The main part of the Florida-Hatteras slope and adjacent shelf edge, between the latitudes of Cape Fear and Daytona Beach, is strongly affected by the movements of the Gulf Stream. The area is nutrient-rich and supports a large assemblage of benthic foraminifera, of which 165 species were found living in samples collected in 4 seasons of 1977. The only major biotope boundary, recognized on the basis of aspects of diversity, dominance, and assemblage composition, coincides approximately with the 100-m isobath; no promounced latitudinal changes can be identified.

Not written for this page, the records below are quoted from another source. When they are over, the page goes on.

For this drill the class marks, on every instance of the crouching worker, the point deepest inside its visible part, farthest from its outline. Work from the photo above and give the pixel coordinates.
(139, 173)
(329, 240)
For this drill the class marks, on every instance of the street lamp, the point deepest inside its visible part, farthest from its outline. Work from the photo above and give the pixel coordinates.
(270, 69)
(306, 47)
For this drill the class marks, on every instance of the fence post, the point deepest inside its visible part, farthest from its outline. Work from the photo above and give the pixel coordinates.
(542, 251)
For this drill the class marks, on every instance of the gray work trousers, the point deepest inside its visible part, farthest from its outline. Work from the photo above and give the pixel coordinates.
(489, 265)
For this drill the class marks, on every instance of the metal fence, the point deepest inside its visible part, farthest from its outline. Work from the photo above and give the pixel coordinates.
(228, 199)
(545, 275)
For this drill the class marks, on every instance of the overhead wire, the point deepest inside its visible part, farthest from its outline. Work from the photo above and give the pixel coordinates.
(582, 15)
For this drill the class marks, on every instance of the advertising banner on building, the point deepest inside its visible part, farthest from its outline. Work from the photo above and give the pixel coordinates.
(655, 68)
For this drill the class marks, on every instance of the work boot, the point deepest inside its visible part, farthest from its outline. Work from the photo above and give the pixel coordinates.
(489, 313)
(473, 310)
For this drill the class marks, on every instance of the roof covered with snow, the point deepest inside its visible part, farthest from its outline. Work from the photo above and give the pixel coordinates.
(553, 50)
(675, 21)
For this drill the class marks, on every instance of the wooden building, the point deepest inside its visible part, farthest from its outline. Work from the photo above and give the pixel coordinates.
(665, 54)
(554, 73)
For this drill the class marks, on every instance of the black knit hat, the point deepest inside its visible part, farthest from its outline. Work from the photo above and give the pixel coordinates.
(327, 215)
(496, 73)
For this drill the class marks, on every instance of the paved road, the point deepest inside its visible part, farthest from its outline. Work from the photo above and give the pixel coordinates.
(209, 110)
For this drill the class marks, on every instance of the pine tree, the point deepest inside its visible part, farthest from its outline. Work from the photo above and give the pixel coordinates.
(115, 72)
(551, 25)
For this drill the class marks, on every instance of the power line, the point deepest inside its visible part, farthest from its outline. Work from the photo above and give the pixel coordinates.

The shallower biotope (shelf edge and upper slope) is characterized by Shannon-Wiener diversity values (H̄) of >2 and dominance of Planulina exorna, the deeper biotope (middle and lower slopes) by H̄ of < 2 and dominance of Bolivina lowmani. The abundance of another common species, Cassidulina subglobosa, shows a conspicuous increase on part of the shelf edge and on the upper and middle slopes, down to a depth of about 300 m. An impoverished fauna, dominated by Anomalina semipunctata, may be associated with a deep-water coral bank. Cluster analysis does not indicate any significant shift of the major biotope boundary during the year. Anomalously high foraminiferal densities, with a mean value of >3000/3-ml, on a small part of the upper slope off Daytona Beach are related to the effects of periodic upwelling. The substrate here has a high clay-silt, organic carbon, and hydrocarbon content. Bolivina subaenariensis, a rare species elsewhere, is locally abundant and is a dominant species in the foraminiferal biota.